Türkiye'nin ilk sosyo-ekonomik tarım ve toprak dergisi Tarım Kulübü dergisinden Editör Fatma Akman Medya dünyasında ki yönetici ve yazarlara mikrafon uzatarak habercilikte tarım ve toprak konusunun önceliklerini sordu. İleriki sayılarda da devam edecek olan "Medya'da Tarım ve Toprak" dosya konusunun Şubat sayısında farklı fikirler ortaya çıktı. Tarım Kulübü dergisi editörü Fatma Akman'ın "Başta tarım sektörü olmak üzere çevre, ekoloji, su gibi konuların haberlerde işlenişini yeterli buluyor musunuz?" sorusuna verilen farklı cevaplardan satır başları;
Bülent Çöltekin
CINE 5
Genel Yayın Yönetmeni
Önümüzdeki yılların en önemli sorunu kuşkusuz çevre ve çevreyle birlikte yenilenebilir enerji ve tarım politikaları olacak. Dünya nüfusu hızla artıyor, bu kadar hızla büyüyen nüfusun bırakın iyi ve doğru beslenmesi, sadece beslenmesi bile imkânsız hale geldi.
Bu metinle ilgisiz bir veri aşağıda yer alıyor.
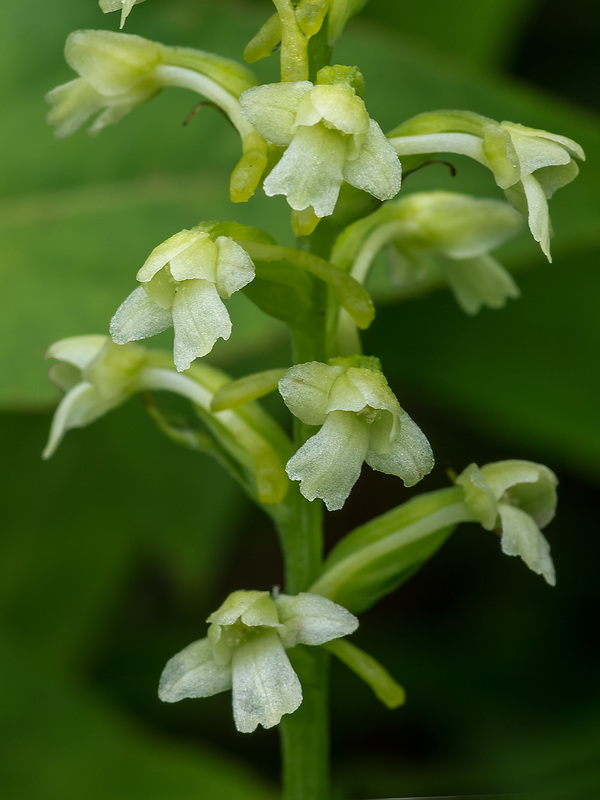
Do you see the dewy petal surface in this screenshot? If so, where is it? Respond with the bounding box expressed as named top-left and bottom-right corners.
top-left (216, 236), bottom-right (254, 297)
top-left (286, 411), bottom-right (369, 511)
top-left (232, 630), bottom-right (302, 733)
top-left (173, 278), bottom-right (231, 372)
top-left (110, 286), bottom-right (173, 344)
top-left (263, 123), bottom-right (347, 217)
top-left (365, 412), bottom-right (434, 486)
top-left (343, 120), bottom-right (402, 200)
top-left (273, 592), bottom-right (358, 649)
top-left (279, 361), bottom-right (344, 425)
top-left (240, 81), bottom-right (313, 147)
top-left (158, 639), bottom-right (232, 703)
top-left (136, 229), bottom-right (204, 283)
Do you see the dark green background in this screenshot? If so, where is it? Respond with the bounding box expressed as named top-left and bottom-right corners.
top-left (0, 0), bottom-right (600, 800)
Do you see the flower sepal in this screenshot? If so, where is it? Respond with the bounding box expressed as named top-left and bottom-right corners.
top-left (158, 591), bottom-right (358, 733)
top-left (456, 460), bottom-right (558, 586)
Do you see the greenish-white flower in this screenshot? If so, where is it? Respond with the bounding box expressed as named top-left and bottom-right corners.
top-left (279, 361), bottom-right (433, 511)
top-left (456, 461), bottom-right (558, 586)
top-left (46, 30), bottom-right (163, 139)
top-left (43, 335), bottom-right (146, 458)
top-left (389, 111), bottom-right (585, 260)
top-left (332, 191), bottom-right (522, 314)
top-left (98, 0), bottom-right (145, 28)
top-left (240, 67), bottom-right (401, 217)
top-left (110, 229), bottom-right (254, 372)
top-left (158, 591), bottom-right (358, 733)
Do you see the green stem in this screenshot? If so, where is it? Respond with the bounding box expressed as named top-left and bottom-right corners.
top-left (280, 647), bottom-right (330, 800)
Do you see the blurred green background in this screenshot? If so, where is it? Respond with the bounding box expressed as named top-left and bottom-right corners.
top-left (0, 0), bottom-right (600, 800)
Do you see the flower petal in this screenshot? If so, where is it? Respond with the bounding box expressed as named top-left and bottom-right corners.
top-left (286, 411), bottom-right (369, 511)
top-left (232, 631), bottom-right (302, 733)
top-left (279, 361), bottom-right (344, 425)
top-left (170, 232), bottom-right (219, 283)
top-left (216, 241), bottom-right (254, 297)
top-left (42, 382), bottom-right (119, 458)
top-left (173, 278), bottom-right (231, 372)
top-left (365, 412), bottom-right (434, 486)
top-left (273, 592), bottom-right (358, 649)
top-left (499, 503), bottom-right (556, 586)
top-left (46, 334), bottom-right (108, 369)
top-left (136, 229), bottom-right (206, 283)
top-left (342, 119), bottom-right (402, 202)
top-left (110, 286), bottom-right (173, 344)
top-left (158, 639), bottom-right (232, 703)
top-left (263, 123), bottom-right (346, 217)
top-left (206, 589), bottom-right (279, 626)
top-left (296, 86), bottom-right (369, 134)
top-left (438, 255), bottom-right (520, 314)
top-left (240, 81), bottom-right (313, 147)
top-left (46, 78), bottom-right (105, 139)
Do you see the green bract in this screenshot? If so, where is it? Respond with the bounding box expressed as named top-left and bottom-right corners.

Dünyanın bir yerinde insanlar açlıktan, diğer yanında ise obezite kaynaklı hastalıklardan hayatını kaybediyor. Yemek bir yana, dünyanın pek çok yerinde insanlar içecek temiz su bile bulamıyor. Türkiye yıllardır tarımda kendine yeten 7 ülkeden biri diye kandırıldı. Bir başka kandırmaca da Türkiye'nin zengin su kaynaklarına sahip olduğu yönündeydi. Bence bizi tanımlayan söz 'Su akar Türk bakar,' şeklinde olmalı.
Hilal Ergenekon
Fox Çalar Saat Haftasonu'nun Sunucusu
"Çuvaldızı medyaya batırmalı"
Tarım konusuna haber bültenleri yeterince yer vermiyor. Eskiden çiftçi bu toplumun başının tacıyken bugün yok sayılmaya başlandı. Üreticinin, çiftçinin, hayvancılıkla geçinenin boynu büyük... Sorunları çok fazla... Hâlbuki bence çiftçinin mutsuzluğu ülkenin refahına gölge düşmesi anlamına geliyor. Şu anda çiftçi ithal hibrid tohumlarla tamamen dışa bağımlı hale geldi. Ülke olarak her ürünü, meyveyi sebzeyi ithal eder olduk.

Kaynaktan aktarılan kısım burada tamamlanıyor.